Etait-ce utile banal ?
 
Je ne sais pas
Je n'en sais rien
Je ne sais plus
 
J'allais naviguer sur les crêtes
Nu-pieds
Dans le vent sidéral
La barrière de corail était notre Saint-Graal
 
Apres avoir défait le socle des statues
Avions-nous désappris
-  sans doute -
Qu'on ne s'écarte pas aussi loin de la route
Sans dévier ?
 
66 un motel oublié                                      
Harley Davidson au  hasard
Vers nulle part
Marilyn de carton-pâte
Sourire  d'albâtre
Asphalte défoncé
 
Etait-ce encore l'été ?
 
Je ne sais pas
Je n'en sais rien
Je ne sais plus
 
Reprendre la route
Coute que coute vaille que vaille
J'ai fini par rentrer au bercail
Le rêve n'avait plus sa place
Gagner sa croute
Je t'ai aimé par contumace
 
Comme tout s'efface…
 
Reste un quartier de lune à la traine
Une rose fanée
J'ai jeté l'encrier
 
Inutile ?
 
Je ne sais pas
Je n'en sais rien
Je ne sais plus
 
La mer est  là
Aux reflets d'amarante
Le soleil a l'éclat
De ce mica qu'on plante
Dans les yeux qui cherchaient
 
Le sens qu'on donne aux choses
Y semer des chimères
 
L'ai-je fait ?
 
Je ne sais pas
Je n'en sais rien
Je le suppose
 
 
  • Merci pour ces vers somptueux... Vous nous livrez, en fragments, l'incandescence et la grâce. Continuons de poursuivre, ces rêves chimériques, peu importe qu'ils soient sages ou raisonnables. De l'aveuglement naîtra la clairvoyance. Tout semblera limpide... Et le clapotis de nos vagues s'apaisera pour ne laisser, sur le rivage, que la beauté et l'amour enlacés, figés dans l'éternité.

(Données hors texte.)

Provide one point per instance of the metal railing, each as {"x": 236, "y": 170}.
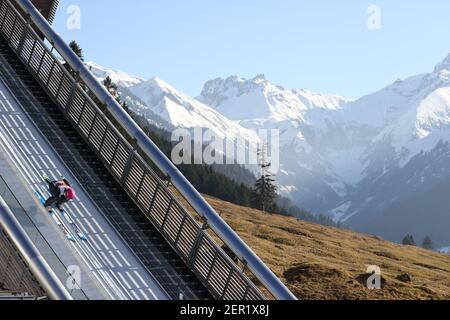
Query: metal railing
{"x": 35, "y": 261}
{"x": 214, "y": 268}
{"x": 38, "y": 240}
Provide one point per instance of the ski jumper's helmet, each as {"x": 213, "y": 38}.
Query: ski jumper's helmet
{"x": 70, "y": 193}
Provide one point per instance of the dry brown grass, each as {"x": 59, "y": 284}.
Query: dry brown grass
{"x": 319, "y": 262}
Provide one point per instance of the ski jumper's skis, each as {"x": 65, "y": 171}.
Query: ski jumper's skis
{"x": 55, "y": 218}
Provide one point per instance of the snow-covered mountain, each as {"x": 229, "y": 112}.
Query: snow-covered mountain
{"x": 168, "y": 108}
{"x": 380, "y": 163}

    · Il y a plus de 6 ans ·
    Profil

    Julien Darowski

  • les souvenirs varient, on fait des boucles et des circuits, mais la mer sans chimères est toujours là... quoiqu'il arrive..

    · Il y a plus de 6 ans ·
    Tulip  avr  21  03

    rechab

    • mer de sel et de vent aux blancs reflets d'opale ? mer de mirages , je ne sais pas ...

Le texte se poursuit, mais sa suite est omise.